* Structurally fixing command injection bugs
@ 2023-02-22 10:08 Vasilij Schneidermann
2023-02-22 10:20 ` lux
` (2 more replies)
0 siblings, 3 replies; 7+ messages in thread
From: Vasilij Schneidermann @ 2023-02-22 10:08 UTC (permalink / raw)
To: emacs-devel
[-- Attachment #1: Type: text/plain, Size: 1436 bytes --]
I've come across a few recent bugfixes arising from the same underlying problem
recently:
- Command injection in etags via system(3): CVE-2022-45939
- Command injection in htmlfontify.el via `shell-command-to-string`
- Command injection in ruby-mode.el via `shell-command-to-string`
The issue is well-known: Passing user input containing shell control
characters to system(3) is dangerous. Quoting the argument strings is a
band-aid solution. The text-book solution is to avoid using the shell in
the first place whenever possible. Emacs even provides a convenient
function for this, `process-lines`. It does not use the shell, accepts
several argument strings, raises errors (rather than failing silently)

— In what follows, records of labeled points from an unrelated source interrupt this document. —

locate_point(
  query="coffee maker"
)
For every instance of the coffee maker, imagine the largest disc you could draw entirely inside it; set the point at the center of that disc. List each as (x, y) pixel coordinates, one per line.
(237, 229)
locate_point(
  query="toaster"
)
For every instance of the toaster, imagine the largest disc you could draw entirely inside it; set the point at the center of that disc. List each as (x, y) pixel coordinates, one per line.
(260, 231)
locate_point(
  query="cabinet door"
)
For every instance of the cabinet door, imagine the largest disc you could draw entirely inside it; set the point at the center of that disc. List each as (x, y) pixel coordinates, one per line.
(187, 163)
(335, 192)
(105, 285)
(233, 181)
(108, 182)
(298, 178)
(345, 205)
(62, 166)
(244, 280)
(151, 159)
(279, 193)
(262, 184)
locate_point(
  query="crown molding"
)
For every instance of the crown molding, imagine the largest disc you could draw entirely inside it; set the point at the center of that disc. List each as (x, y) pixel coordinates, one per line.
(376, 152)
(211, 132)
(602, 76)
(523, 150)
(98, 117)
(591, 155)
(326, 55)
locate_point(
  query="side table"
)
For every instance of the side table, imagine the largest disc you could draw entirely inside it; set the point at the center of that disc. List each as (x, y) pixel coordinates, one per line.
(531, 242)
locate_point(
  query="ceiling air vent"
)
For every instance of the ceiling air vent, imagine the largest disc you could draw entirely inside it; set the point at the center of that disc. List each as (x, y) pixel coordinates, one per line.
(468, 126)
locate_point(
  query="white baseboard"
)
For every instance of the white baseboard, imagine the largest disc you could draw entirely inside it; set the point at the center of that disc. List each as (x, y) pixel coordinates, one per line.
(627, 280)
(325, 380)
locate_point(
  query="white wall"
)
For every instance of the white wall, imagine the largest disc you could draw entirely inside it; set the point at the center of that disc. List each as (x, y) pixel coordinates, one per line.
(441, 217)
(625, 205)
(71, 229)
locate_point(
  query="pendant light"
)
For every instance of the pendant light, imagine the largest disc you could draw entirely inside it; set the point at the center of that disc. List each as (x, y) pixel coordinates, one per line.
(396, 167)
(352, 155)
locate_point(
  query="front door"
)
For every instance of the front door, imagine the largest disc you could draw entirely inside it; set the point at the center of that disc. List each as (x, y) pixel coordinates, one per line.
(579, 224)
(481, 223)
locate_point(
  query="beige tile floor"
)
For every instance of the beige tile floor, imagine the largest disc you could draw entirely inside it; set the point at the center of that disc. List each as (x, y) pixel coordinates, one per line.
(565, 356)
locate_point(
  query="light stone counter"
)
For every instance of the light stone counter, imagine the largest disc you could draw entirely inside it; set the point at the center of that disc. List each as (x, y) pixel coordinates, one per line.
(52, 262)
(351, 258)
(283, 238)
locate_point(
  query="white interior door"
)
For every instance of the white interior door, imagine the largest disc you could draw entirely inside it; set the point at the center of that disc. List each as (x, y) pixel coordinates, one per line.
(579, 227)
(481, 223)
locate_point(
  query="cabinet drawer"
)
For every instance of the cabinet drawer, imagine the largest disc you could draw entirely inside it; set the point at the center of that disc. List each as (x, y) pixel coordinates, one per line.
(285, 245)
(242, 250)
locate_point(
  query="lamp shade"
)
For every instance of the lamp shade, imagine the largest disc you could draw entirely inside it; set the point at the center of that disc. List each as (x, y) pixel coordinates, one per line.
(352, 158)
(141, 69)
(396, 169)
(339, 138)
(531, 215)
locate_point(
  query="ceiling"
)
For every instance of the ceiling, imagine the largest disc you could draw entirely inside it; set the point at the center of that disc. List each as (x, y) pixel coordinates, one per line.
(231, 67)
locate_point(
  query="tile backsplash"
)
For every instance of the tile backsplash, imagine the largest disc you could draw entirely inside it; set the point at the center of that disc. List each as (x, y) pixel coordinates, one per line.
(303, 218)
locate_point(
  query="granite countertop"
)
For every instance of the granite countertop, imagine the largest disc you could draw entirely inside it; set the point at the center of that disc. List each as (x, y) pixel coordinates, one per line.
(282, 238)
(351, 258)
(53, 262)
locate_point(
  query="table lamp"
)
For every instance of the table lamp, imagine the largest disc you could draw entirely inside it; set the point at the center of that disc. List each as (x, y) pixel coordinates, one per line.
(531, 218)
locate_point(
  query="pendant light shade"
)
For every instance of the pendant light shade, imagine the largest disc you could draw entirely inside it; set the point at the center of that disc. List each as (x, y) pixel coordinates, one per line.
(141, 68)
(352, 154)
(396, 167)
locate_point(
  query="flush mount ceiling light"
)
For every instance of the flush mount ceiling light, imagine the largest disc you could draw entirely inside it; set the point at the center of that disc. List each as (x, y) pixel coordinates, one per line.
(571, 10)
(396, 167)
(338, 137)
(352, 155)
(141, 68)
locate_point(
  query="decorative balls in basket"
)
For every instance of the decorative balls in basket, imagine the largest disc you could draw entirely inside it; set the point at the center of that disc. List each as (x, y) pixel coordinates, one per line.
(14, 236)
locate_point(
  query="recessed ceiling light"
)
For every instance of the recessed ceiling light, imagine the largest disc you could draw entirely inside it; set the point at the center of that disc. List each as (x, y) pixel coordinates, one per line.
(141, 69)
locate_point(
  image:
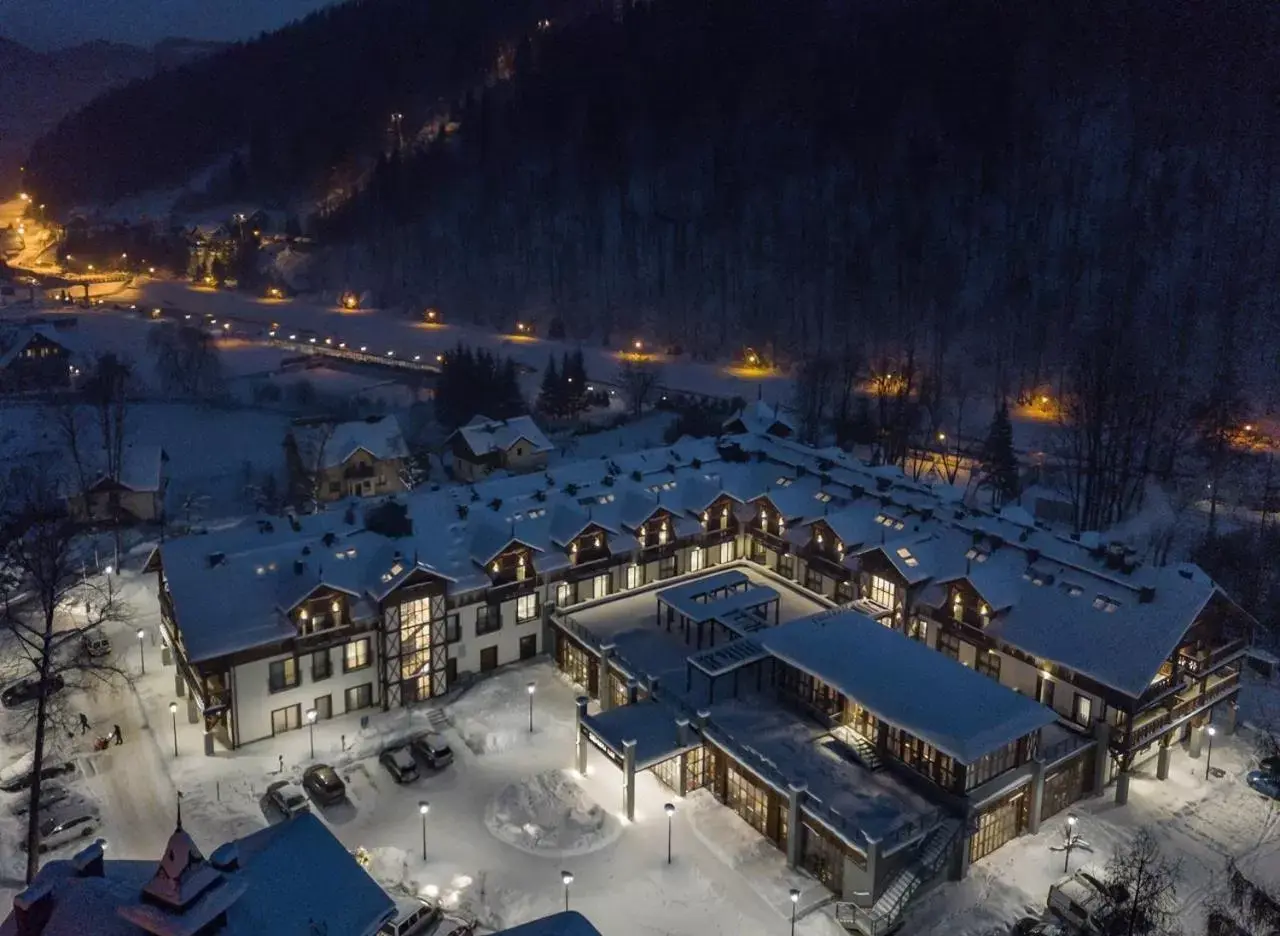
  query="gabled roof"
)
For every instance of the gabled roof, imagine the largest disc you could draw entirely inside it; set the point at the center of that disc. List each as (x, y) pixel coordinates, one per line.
(330, 444)
(963, 713)
(484, 435)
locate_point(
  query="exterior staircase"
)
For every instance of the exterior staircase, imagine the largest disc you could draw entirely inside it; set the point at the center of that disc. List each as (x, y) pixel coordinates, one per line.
(863, 749)
(886, 914)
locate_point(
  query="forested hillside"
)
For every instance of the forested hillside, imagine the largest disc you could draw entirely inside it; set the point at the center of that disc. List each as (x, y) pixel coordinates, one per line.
(1001, 178)
(296, 104)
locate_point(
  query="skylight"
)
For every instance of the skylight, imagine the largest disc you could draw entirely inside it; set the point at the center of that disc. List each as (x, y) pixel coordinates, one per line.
(1104, 603)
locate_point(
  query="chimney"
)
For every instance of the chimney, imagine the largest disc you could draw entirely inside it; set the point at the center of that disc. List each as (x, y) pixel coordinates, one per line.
(88, 861)
(32, 909)
(225, 857)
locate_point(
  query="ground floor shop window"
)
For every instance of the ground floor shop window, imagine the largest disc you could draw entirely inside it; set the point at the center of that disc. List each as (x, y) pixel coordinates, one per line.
(668, 774)
(287, 718)
(822, 858)
(360, 697)
(999, 823)
(748, 800)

and returns its output as a list of lines, thereby removing the need for
removing the trailing newline.
I see several options for moving forward:
- Keep using `shell-command-to-string` and `shell-quote-argument`
- Migrate existing use of `shell-command-to-string` to `process-lines`
- Come up with a different replacement working much like
`process-lines`, but returning a string instead (I have no idea what
an appropriate name would be, maybe `command-to-string`?)

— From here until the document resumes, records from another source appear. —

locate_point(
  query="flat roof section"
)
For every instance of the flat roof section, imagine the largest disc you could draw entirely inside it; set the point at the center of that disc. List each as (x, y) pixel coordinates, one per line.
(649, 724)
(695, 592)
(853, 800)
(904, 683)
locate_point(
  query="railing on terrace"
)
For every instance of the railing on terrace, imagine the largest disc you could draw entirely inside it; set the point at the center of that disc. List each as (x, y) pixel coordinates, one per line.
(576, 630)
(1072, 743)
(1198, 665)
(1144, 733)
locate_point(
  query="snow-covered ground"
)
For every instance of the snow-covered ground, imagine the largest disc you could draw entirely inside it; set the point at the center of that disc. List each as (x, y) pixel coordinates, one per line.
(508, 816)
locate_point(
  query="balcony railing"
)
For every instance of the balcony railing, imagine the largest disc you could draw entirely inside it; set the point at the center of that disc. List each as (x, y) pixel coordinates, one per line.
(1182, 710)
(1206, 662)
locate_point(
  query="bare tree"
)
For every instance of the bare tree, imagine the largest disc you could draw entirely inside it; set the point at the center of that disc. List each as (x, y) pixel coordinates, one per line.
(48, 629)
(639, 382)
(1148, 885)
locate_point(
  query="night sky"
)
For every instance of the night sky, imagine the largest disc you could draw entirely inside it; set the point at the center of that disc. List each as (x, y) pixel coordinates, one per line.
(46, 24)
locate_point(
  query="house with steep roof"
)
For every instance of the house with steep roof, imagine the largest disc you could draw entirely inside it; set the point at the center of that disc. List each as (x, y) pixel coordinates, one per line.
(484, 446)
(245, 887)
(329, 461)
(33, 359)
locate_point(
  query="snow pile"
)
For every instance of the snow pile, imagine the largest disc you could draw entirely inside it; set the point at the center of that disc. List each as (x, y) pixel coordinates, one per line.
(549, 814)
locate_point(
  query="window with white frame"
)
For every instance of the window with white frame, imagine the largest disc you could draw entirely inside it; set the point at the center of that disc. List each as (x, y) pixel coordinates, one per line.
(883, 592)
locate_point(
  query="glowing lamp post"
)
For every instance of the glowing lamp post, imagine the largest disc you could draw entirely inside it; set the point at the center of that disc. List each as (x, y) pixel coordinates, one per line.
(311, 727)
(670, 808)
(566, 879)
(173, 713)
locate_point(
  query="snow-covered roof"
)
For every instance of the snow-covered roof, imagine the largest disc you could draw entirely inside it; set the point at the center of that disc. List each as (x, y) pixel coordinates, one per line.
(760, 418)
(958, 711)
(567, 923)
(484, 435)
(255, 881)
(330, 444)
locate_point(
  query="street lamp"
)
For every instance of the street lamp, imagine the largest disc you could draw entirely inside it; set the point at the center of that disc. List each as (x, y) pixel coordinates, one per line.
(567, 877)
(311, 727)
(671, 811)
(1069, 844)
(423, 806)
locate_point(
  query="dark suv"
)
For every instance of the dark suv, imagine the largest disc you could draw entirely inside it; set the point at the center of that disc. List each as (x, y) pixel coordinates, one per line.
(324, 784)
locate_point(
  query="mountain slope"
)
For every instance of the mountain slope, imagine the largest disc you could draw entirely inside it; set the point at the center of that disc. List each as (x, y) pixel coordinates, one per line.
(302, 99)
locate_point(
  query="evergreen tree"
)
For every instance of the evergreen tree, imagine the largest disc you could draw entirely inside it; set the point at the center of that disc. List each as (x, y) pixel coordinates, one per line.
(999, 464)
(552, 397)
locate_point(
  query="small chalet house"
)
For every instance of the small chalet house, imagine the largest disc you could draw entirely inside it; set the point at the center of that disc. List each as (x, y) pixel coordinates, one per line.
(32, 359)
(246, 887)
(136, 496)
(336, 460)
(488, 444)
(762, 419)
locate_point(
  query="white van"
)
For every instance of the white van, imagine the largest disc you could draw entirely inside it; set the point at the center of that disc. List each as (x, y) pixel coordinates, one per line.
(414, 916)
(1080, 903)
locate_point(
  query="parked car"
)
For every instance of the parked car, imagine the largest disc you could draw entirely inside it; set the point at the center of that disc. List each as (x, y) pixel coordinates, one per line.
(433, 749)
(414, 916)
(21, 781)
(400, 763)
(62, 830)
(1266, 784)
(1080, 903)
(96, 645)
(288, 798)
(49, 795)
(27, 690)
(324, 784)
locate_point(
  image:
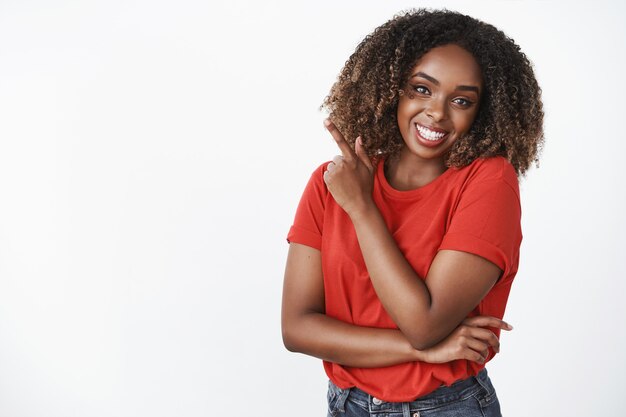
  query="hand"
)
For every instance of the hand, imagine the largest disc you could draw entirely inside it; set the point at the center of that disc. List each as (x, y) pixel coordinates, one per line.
(349, 177)
(470, 341)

PS: Where should I report analogous misuse of `shell-command-to-string`?
I cannot submit patches currently because I've changed employers and
need to renew copyright assignment, again (that would be the third time
already).
[-- Attachment #2: signature.asc --]
[-- Type: application/pgp-signature, Size: 488 bytes --]
^ permalink raw reply [flat|nested] 7+ messages in thread
* Re: Structurally fixing command injection bugs
2023-02-22 10:08 Structurally fixing command injection bugs Vasilij Schneidermann
@ 2023-02-22 10:20 ` lux
2023-02-22 10:34 ` Vasilij Schneidermann
2023-02-22 12:01 ` lux
2023-02-22 18:57 ` Jim Porter
2 siblings, 1 reply; 7+ messages in thread
From: lux @ 2023-02-22 10:20 UTC (permalink / raw)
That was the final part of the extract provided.